Legislative committee reviews, approves insurance fee increase; law still unclear

by Steve Brawner ([email protected]) 341 views 

It was unclear before Wednesday whether the Arkansas Health Insurance Marketplace board has the authority to levy a 3% fee on insurance plans without legislative approval, and it’s still unclear. But just in case, the approval has been granted.

The approval came Wednesday (Sept. 14) from the Arkansas Health Insurance Marketplace Legislative Oversight Committee after an inconclusive discussion about what the law that created the marketplace says.

The 3% fee will be assessed starting Dec. 1 to all qualified health plans sold in the marketplace during plan year 2017 – the marketplace being the mechanism for approximately 65,000 individuals and employees of small businesses in the state to purchase insurance that was created by the Affordable Care Act, otherwise known as Obamacare.

It is being applied because the state is taking from the federal government some of the responsibilities for administering the exchange for individuals. The state already is administering it for employees of small businesses. Half of the fee will go to the state and the other half to the federal government, which enrolls individual consumers through healthcare.gov. Because of that transfer, it replaces a 3.5% federal fee that was applied to individual plans.

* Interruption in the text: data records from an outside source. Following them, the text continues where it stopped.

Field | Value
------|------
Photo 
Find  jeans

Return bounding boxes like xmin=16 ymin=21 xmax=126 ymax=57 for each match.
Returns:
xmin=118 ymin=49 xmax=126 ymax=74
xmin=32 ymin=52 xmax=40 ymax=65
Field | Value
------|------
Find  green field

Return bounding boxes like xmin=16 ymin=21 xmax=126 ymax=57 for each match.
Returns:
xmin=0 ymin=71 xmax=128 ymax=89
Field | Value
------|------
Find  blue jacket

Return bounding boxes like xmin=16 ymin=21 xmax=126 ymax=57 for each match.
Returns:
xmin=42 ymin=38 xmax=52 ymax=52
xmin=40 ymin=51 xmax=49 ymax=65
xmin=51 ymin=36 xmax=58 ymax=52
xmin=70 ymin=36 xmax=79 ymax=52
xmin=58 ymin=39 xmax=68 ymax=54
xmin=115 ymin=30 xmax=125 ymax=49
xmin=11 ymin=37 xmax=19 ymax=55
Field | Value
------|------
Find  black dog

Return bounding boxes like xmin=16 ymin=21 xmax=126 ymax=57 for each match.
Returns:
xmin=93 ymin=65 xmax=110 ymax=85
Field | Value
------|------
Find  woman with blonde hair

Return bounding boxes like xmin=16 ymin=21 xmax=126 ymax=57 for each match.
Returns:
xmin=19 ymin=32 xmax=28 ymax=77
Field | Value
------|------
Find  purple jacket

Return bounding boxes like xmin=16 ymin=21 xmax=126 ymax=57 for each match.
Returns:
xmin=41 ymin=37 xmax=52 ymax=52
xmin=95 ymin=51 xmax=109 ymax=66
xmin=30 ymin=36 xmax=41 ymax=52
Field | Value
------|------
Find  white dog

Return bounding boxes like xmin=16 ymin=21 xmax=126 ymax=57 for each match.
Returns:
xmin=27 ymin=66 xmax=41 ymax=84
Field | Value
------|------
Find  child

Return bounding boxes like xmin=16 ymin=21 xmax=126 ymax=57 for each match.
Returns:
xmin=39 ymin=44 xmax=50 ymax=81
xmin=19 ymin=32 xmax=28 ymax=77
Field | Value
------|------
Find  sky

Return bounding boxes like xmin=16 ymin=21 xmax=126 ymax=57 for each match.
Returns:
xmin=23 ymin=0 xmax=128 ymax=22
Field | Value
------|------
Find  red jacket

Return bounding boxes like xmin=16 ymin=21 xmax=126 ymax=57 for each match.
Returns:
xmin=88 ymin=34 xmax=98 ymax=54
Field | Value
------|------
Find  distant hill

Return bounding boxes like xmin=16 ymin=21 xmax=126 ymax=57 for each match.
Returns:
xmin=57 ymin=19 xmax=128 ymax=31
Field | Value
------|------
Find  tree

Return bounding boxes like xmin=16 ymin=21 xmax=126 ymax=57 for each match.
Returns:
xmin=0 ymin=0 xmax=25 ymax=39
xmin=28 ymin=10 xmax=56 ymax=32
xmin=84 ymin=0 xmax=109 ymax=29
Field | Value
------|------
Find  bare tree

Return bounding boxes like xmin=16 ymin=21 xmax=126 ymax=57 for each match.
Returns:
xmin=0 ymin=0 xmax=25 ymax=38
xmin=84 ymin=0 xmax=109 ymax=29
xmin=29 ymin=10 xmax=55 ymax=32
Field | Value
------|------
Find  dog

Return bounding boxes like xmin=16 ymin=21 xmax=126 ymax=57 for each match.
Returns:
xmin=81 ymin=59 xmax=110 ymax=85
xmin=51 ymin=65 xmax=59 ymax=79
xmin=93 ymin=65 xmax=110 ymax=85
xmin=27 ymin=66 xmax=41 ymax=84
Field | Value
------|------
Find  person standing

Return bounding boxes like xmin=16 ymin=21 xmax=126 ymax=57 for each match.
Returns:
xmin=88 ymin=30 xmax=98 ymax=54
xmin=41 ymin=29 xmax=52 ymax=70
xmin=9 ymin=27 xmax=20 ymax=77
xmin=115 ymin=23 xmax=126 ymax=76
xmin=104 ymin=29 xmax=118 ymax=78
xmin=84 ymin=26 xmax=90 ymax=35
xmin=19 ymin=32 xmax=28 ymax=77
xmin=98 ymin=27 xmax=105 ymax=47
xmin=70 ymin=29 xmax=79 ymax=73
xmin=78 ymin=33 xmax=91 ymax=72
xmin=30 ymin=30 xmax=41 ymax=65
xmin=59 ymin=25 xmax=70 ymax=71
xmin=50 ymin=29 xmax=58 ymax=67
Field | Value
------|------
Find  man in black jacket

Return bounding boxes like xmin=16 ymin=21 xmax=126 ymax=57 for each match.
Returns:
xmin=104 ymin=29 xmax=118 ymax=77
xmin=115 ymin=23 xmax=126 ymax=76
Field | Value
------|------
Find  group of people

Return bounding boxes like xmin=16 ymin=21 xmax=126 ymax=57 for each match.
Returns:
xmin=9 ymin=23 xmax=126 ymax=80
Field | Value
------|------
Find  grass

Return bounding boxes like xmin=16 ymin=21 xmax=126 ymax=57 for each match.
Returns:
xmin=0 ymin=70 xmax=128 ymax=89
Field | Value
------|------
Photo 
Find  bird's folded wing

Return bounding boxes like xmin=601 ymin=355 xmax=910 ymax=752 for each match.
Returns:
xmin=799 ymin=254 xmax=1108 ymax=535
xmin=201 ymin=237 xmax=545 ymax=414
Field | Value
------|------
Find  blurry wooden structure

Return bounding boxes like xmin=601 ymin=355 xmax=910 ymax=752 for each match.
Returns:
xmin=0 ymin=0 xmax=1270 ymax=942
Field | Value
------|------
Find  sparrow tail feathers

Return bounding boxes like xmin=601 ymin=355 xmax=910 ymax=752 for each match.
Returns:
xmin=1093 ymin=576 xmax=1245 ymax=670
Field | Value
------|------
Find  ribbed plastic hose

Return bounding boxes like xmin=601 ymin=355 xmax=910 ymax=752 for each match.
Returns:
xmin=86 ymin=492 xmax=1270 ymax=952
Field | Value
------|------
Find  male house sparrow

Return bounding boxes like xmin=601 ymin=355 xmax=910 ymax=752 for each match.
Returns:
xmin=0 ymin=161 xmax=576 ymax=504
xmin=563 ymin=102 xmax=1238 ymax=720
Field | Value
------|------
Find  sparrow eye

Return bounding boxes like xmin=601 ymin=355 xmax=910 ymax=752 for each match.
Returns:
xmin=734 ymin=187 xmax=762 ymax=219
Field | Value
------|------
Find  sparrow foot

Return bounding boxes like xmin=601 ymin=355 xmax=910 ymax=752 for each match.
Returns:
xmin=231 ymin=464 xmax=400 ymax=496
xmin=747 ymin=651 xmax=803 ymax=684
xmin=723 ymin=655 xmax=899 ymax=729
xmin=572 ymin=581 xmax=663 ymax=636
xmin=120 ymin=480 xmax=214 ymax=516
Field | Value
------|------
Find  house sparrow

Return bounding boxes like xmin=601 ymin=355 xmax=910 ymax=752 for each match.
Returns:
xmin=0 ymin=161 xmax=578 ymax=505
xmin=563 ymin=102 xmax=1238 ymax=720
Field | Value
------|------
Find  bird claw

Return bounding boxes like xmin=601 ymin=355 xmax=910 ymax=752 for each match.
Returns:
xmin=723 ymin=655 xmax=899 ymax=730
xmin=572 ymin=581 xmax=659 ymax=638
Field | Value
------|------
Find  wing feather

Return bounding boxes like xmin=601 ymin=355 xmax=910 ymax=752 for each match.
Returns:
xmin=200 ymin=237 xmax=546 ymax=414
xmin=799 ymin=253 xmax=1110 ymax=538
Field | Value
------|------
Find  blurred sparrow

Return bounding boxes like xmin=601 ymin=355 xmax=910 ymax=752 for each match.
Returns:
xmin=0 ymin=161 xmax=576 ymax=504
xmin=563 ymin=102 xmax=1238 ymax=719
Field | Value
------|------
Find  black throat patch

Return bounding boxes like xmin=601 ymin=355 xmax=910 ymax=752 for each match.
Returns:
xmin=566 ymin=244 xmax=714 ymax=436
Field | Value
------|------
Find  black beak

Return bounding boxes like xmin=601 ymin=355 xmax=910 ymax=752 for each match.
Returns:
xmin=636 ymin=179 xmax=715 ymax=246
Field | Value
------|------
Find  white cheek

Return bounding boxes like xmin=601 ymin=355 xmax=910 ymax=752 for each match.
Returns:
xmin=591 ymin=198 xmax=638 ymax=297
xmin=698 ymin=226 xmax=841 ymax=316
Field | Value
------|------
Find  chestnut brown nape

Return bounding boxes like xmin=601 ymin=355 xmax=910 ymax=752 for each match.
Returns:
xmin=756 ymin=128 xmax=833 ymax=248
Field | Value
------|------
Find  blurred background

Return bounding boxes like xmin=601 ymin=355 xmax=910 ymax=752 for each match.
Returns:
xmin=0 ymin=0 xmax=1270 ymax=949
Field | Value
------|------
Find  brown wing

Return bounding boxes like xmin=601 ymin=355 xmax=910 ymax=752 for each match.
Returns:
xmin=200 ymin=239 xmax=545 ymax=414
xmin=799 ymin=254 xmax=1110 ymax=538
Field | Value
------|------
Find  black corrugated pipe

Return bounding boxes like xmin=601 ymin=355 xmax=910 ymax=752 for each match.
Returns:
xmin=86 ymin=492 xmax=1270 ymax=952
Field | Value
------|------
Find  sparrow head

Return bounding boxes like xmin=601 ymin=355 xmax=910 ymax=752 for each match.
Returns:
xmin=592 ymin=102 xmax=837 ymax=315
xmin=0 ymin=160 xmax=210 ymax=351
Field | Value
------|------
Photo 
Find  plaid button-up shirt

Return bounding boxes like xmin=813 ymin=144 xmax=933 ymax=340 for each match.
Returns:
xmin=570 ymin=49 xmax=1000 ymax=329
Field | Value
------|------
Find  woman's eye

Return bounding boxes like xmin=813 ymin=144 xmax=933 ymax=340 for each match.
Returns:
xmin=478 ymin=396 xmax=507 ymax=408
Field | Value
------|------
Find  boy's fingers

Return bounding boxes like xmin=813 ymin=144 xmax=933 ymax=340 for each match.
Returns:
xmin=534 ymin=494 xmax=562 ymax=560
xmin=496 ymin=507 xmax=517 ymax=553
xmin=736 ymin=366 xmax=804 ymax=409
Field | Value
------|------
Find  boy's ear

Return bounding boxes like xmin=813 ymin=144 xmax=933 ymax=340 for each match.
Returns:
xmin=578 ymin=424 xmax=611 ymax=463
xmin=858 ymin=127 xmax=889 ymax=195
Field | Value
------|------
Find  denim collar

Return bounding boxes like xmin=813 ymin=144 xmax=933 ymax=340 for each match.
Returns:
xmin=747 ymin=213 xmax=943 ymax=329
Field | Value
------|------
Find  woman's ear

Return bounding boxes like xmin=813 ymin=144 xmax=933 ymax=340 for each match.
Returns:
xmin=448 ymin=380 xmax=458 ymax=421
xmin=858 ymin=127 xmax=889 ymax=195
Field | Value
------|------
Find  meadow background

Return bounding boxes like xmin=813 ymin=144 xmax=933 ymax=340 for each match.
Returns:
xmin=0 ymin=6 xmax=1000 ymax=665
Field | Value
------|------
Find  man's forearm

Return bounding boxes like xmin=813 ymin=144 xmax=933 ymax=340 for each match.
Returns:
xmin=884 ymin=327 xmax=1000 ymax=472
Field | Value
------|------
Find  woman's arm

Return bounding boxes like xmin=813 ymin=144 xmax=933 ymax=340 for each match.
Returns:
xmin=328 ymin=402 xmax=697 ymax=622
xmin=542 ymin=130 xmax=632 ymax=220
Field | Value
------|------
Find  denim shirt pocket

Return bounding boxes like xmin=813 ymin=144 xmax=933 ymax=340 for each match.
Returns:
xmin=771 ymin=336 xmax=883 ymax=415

The Marketplace was created by Act 1500 of 2013, which requires the Oversight Committee to review recommendations of the Marketplace board and report to the Senate president pro tempore and the speaker of the House. The Marketplace board recommending assessing insurance companies the fee in a letter to the Oversight Committee in a letter dated Oct. 1, 2015. As reported by the Arkansas Democrat-Gazette, legislative staff had incorrectly recorded the committee had approved a fee increase in its meeting Oct. 22, 2015, when in fact it had not.

At the committee meeting, staff members with the Bureau of Legislative Research were noncommittal over the Marketplace’s authority to administer the fee with or without legislative approval. Sen. Jason Rapert, R-Conway, said he reads the law to mean the Legislature has the ability to approve fee increases. Mike Castleberry, chair of AHIM’s board of directors, told legislators the board would follow the Legislature’s direction. And so, to ensure the fee is being enacted legally, the committee voted to consider the fee reviewed and approved.

Left unresolved is exactly how the fees are to be reviewed, recommended and approved. The committee’s chairman, Sen. David Sanders, R-Little Rock, said clarifying legislation will need to be passed when the Legislature meets in its regular session in January.